Blackrock has launched a floating rate bond exchange traded fund, which is designed to protect investor portfolios against interest rate rises.
The iShares $ Floating Rate Bond Ucits ETF gives investor portfolios exposure to US dollar denominated floating rate bonds. These products offer coupons that adjust with interest rate changes, so they differ from traditional bonds that pay fixed coupons.
Bonds held in the underlying index of the fund are rated investment grade or higher and have a maturity of up to and including five years. The fund has a total expense ratio of 0.10 per cent.
In May Blackrock launched two fixed income exchange traded funds (ETFs) to provide investors with more choice in US bond exposures.
The iShares dollar intermediate credit bond Ucits ETF (ICBU) invests in a subset of US investment grade bonds, with maturity dates between one and 10 years.
The fund provides exposure to a broad array of investment grade corporate, sovereign, supranational, local authority and non-US agency bonds.
The fund offers income generation potential relative to US treasuries with similar maturities.
The iShares dollar Tips 0-5 Ucits ETF (TIP5) invests in short-term Treasury inflation-protected securities and aims to provide an inflation hedge with lower interest rate risk, while offering growth potential.

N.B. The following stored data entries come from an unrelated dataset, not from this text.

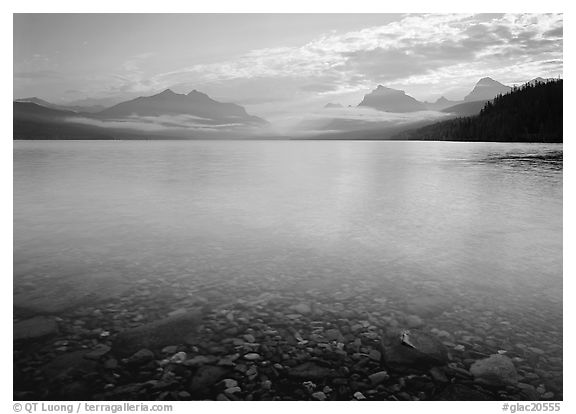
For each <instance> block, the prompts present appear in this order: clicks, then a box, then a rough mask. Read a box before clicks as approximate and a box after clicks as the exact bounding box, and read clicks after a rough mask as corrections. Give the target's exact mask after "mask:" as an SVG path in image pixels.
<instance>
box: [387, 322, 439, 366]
mask: <svg viewBox="0 0 576 414" xmlns="http://www.w3.org/2000/svg"><path fill="white" fill-rule="evenodd" d="M408 338H409V342H410V344H411V345H412V346H408V345H406V344H404V343H401V342H400V338H399V339H398V341H395V342H394V343H393V344H392V345H390V346H383V349H384V362H385V364H386V366H388V367H389V368H390V369H392V370H394V371H406V370H412V371H426V370H428V369H429V368H431V367H433V366H442V365H445V364H446V363H447V362H448V352H447V350H446V347H445V346H444V345H443V344H442V342H440V341H439V340H438V339H436V338H435V337H434V336H432V335H429V334H427V333H425V332H422V331H418V330H411V331H410V332H409V337H408Z"/></svg>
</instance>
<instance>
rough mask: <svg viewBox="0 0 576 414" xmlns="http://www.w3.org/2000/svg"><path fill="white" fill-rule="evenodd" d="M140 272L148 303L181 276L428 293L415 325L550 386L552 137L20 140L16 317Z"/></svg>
mask: <svg viewBox="0 0 576 414" xmlns="http://www.w3.org/2000/svg"><path fill="white" fill-rule="evenodd" d="M147 283H148V284H149V286H153V287H154V288H153V289H151V291H150V289H148V296H147V299H146V300H143V301H141V302H139V305H138V310H139V312H140V313H141V314H142V315H143V318H152V317H153V316H152V313H153V312H152V311H149V310H147V309H146V303H149V304H150V307H151V309H152V308H153V309H154V312H156V313H157V314H160V313H161V311H163V308H162V306H164V305H165V306H166V311H168V310H170V309H171V308H170V306H172V305H168V304H164V303H163V301H166V299H165V298H166V297H169V294H168V293H167V292H169V291H170V292H172V293H170V294H174V295H176V296H175V298H176V299H174V300H175V301H179V302H178V303H182V302H183V301H184V300H185V298H183V297H182V296H178V292H182V291H184V290H186V289H190V292H193V293H194V294H195V295H197V296H198V297H200V298H202V299H203V300H204V304H206V303H207V304H208V305H210V304H211V303H213V304H214V306H215V307H216V306H225V305H226V303H227V302H228V303H232V302H233V301H234V300H237V299H239V298H240V299H242V298H244V299H246V300H248V299H250V298H257V297H261V296H262V295H263V294H274V295H280V296H282V295H289V296H290V298H293V300H294V301H298V300H300V299H302V300H304V299H306V300H309V301H311V302H312V303H313V302H315V301H318V302H323V301H326V300H327V298H328V300H329V301H333V302H334V303H337V304H343V308H344V310H346V309H350V308H355V307H360V308H362V306H364V307H367V306H369V308H366V309H365V311H366V312H368V311H373V312H376V315H377V316H378V315H383V316H384V317H385V316H386V309H387V306H389V307H390V309H391V310H392V311H393V313H394V314H399V313H400V312H405V313H406V314H412V313H416V314H418V313H417V312H416V311H414V309H413V308H412V309H411V308H410V303H414V301H418V299H419V298H425V297H436V298H439V302H440V303H444V305H445V309H444V310H445V312H444V313H440V314H439V313H437V312H436V313H430V314H426V312H421V313H420V314H419V317H420V318H421V319H422V320H423V323H424V329H427V330H430V329H437V330H440V331H447V332H448V333H449V334H450V335H451V336H450V337H449V338H448V339H447V340H446V341H445V342H447V344H448V345H447V346H452V344H454V345H458V344H460V343H464V344H465V346H467V347H468V346H472V347H476V349H477V350H478V352H480V353H485V354H491V353H496V352H497V351H499V350H501V351H506V352H507V355H510V356H511V357H516V358H517V360H516V365H517V369H518V370H519V374H520V377H521V380H522V378H524V382H526V383H529V384H532V385H533V386H534V387H536V388H537V387H538V386H543V388H544V389H545V391H546V392H552V393H554V395H555V397H554V398H561V397H562V388H561V387H562V378H561V375H562V145H557V144H555V145H549V144H507V143H435V142H349V141H329V142H317V141H305V142H300V141H299V142H286V141H282V142H277V141H275V142H262V141H249V142H230V141H227V142H207V141H194V142H181V141H173V142H159V141H139V142H134V141H132V142H122V141H118V142H70V141H66V142H34V141H15V142H14V289H15V298H18V297H19V296H18V295H24V296H22V298H24V299H22V300H21V301H16V300H15V306H16V308H15V312H16V317H17V318H24V317H27V316H28V314H27V312H28V313H30V309H26V308H27V306H28V305H30V307H32V308H34V306H33V305H34V303H32V302H33V300H32V299H33V298H32V299H31V297H30V295H28V296H26V295H27V294H28V293H29V291H30V290H34V289H36V290H41V294H38V295H37V298H39V297H40V296H41V298H39V299H38V303H37V304H36V305H37V306H36V307H35V308H34V311H33V312H32V313H34V312H36V313H53V314H57V315H60V317H63V318H65V317H66V312H73V311H74V309H75V308H77V307H78V306H80V305H81V304H79V303H75V302H74V301H75V300H78V299H79V298H80V299H81V300H84V298H85V296H83V295H86V290H90V291H91V292H90V294H96V295H97V294H98V292H99V291H101V292H103V294H104V295H110V298H112V297H113V296H114V295H115V291H116V289H118V290H117V292H118V295H119V296H118V297H119V299H118V300H122V298H123V297H129V295H130V294H131V292H135V291H137V290H138V289H141V286H142V285H143V284H144V285H145V284H147ZM101 288H102V290H101ZM83 289H84V290H83ZM170 289H172V290H170ZM66 291H68V292H73V294H65V292H66ZM174 291H176V293H174ZM63 292H64V293H63ZM351 292H352V293H354V294H353V295H352V297H351V296H350V293H351ZM163 295H164V296H163ZM166 295H168V296H166ZM354 295H356V297H354ZM155 296H157V298H156V299H155ZM86 297H87V296H86ZM299 298H300V299H299ZM100 299H101V298H100ZM126 300H128V299H126ZM355 301H357V302H355ZM410 301H412V302H410ZM130 303H132V302H130ZM51 305H54V306H52V307H51ZM68 305H69V306H68ZM328 305H329V304H326V306H328ZM169 308H170V309H169ZM130 311H131V310H130ZM147 312H148V313H147ZM150 312H152V313H150ZM20 314H22V315H20ZM401 324H402V320H401V319H400V325H401ZM111 329H113V327H112V328H111ZM529 374H530V375H529ZM539 392H540V394H542V393H544V391H542V388H541V389H540V390H539Z"/></svg>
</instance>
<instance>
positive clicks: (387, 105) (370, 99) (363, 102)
mask: <svg viewBox="0 0 576 414" xmlns="http://www.w3.org/2000/svg"><path fill="white" fill-rule="evenodd" d="M358 106H368V107H370V108H374V109H377V110H379V111H385V112H416V111H424V110H426V105H425V104H424V103H422V102H420V101H418V100H416V99H414V98H413V97H411V96H410V95H406V93H405V92H404V91H401V90H398V89H392V88H386V87H384V86H382V85H378V87H377V88H376V89H374V90H373V91H372V92H370V93H369V94H367V95H365V96H364V99H363V100H362V102H360V103H359V104H358Z"/></svg>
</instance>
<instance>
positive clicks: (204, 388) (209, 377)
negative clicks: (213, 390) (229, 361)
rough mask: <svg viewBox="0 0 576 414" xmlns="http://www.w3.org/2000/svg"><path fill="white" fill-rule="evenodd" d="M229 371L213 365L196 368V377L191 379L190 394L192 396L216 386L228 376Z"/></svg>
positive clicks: (195, 375)
mask: <svg viewBox="0 0 576 414" xmlns="http://www.w3.org/2000/svg"><path fill="white" fill-rule="evenodd" d="M228 372H229V370H228V369H226V368H223V367H219V366H214V365H203V366H201V367H200V368H198V371H197V372H196V375H194V377H193V378H192V382H191V383H190V392H191V393H192V396H194V394H195V393H200V392H202V391H203V390H205V389H206V388H209V387H211V386H212V385H214V384H216V383H217V382H218V381H220V380H221V379H222V378H224V377H226V376H227V375H228Z"/></svg>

The bonds included in the underlying index have a duration ranging between zero and five years and are US dollar denominated.
Brett Pybus, head of iShares EMEA fixed income strategy at BlackRock, commented: “Concerns about rising rates have prompted many investors to consider moving out of longer-duration bonds, this fund provides investors with a way to reduce duration and protect portfolios against periods of rising interest rates.
“The fund provides investors with exposure to short dated, high quality floating rate credit denominated in US dollars and offers an attractive yield compared with money market funds.”
Adrian Lowcock, head of investing at Architas, said: “Our view is that inflation has probably peaked, which will reduce pressure on interest rates in the short term. The UK economy is ticking over, and I can’t see a great problem on the horizon this side of Brexit.
"As such, I’d say these type of bonds are a useful tool, but due to the underlying complexities to consider, including the wider economic and political climate, probably better suited to experienced investors.”
Verdict: ETFs are a useful diversification vehicle but remain one for experienced investors, particularly as uncertainty continues around inflation.